Keivan,
I'm not sure if this is the best way to do this (e.g. if there's a
naive approach we teach in undergrad linear algebra, it escapes me at
the moment), but I'm a graph theorist so it's the approach that
readily comes to mind, and easy to implement. Treat your graphs as
incidence matrices of bipartite graphs. We could check if two
matrices were isomorphic in this way, but the better approach for "do
I have a new object" is generally to compute canonical labels.
The following computes the number of inequivalent matrices.
for n in range(1,6):
uniquematrices = {}
for M in MatrixSpace(GF(2),n,n):
a,b = M.dimensions()
G = Graph([(i+1,-j-1) for i in range(a) for j in range(b) if M[i,j]])
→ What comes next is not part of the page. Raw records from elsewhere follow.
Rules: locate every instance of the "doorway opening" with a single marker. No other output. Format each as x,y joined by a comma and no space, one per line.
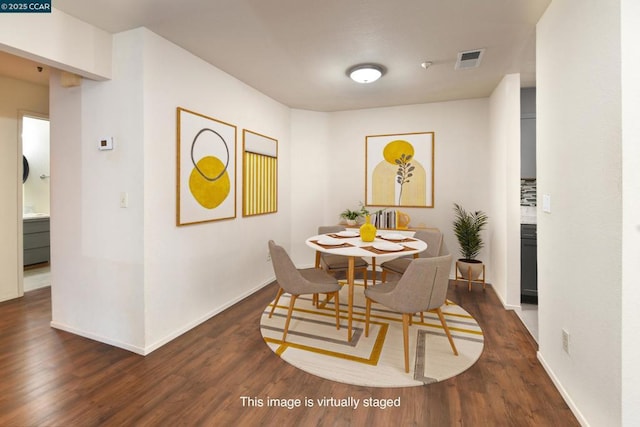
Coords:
36,202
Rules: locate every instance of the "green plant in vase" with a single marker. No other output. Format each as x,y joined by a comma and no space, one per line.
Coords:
467,227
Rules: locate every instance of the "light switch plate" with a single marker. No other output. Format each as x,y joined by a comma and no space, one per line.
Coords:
546,203
106,143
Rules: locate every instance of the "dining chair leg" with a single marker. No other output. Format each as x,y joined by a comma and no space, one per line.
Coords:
366,317
278,295
405,336
286,324
446,330
337,304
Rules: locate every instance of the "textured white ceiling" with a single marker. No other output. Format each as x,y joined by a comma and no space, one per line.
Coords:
298,51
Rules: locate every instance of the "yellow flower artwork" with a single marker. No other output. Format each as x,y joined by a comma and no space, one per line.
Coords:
399,170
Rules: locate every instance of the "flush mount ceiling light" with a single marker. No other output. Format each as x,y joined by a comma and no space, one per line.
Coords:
365,73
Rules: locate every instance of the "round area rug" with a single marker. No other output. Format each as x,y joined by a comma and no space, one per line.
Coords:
315,345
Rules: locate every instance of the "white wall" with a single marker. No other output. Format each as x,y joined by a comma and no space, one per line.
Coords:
504,180
130,277
16,96
630,14
461,161
192,272
310,190
580,242
58,40
97,258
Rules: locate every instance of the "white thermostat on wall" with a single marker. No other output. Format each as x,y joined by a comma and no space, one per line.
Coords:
106,143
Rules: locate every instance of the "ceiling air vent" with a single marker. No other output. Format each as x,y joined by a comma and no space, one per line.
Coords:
469,59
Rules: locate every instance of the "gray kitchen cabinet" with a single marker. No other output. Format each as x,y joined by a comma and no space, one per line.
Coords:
36,241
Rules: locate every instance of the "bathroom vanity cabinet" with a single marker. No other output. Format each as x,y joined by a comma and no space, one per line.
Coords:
36,240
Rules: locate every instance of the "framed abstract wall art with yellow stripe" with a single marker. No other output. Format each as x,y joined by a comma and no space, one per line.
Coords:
206,169
260,174
399,170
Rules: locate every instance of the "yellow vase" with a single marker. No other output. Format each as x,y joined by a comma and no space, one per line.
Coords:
368,230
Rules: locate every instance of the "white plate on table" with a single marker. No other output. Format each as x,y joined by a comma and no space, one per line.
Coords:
347,233
388,246
392,236
329,241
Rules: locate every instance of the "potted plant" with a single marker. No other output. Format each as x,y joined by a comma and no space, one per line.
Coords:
353,216
350,216
467,227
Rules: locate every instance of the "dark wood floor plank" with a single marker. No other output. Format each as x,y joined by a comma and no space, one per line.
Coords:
50,377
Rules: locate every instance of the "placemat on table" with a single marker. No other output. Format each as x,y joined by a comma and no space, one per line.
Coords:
406,239
378,251
341,245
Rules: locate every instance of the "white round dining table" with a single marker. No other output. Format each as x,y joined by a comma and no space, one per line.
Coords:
354,247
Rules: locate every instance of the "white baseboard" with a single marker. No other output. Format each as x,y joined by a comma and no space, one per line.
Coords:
563,392
143,351
202,319
96,337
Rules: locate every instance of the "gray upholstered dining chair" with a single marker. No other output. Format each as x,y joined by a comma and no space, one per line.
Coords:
423,287
336,263
433,239
298,282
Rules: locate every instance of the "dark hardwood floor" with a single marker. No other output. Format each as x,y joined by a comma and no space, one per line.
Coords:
53,378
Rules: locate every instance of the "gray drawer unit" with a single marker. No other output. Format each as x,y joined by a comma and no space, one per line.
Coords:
36,241
529,263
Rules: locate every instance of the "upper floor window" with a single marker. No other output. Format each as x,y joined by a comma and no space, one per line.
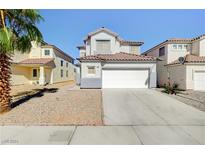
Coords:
103,45
133,49
34,73
66,73
180,46
162,51
82,54
47,52
61,62
174,46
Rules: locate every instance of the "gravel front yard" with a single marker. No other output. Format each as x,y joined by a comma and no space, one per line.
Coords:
57,106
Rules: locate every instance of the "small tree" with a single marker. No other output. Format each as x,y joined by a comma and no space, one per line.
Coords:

L = G.canonical_label(partition = [[v for v in G if v>0],[v
for v in G if v<0]])
key = L.graph6_string()
uniquematrices[key] = M
print len(uniquematrices)
It's dog slow, but the first 3 numbers come up pretty quick: 2,7,37.
That's enough to find it in Sloane's:
http://oeis.org/search?q=2%2C7%2C36 and the first hit has a huge
number of terms of the sequence. That sequence has a couple of
references that might help, if this is too slow.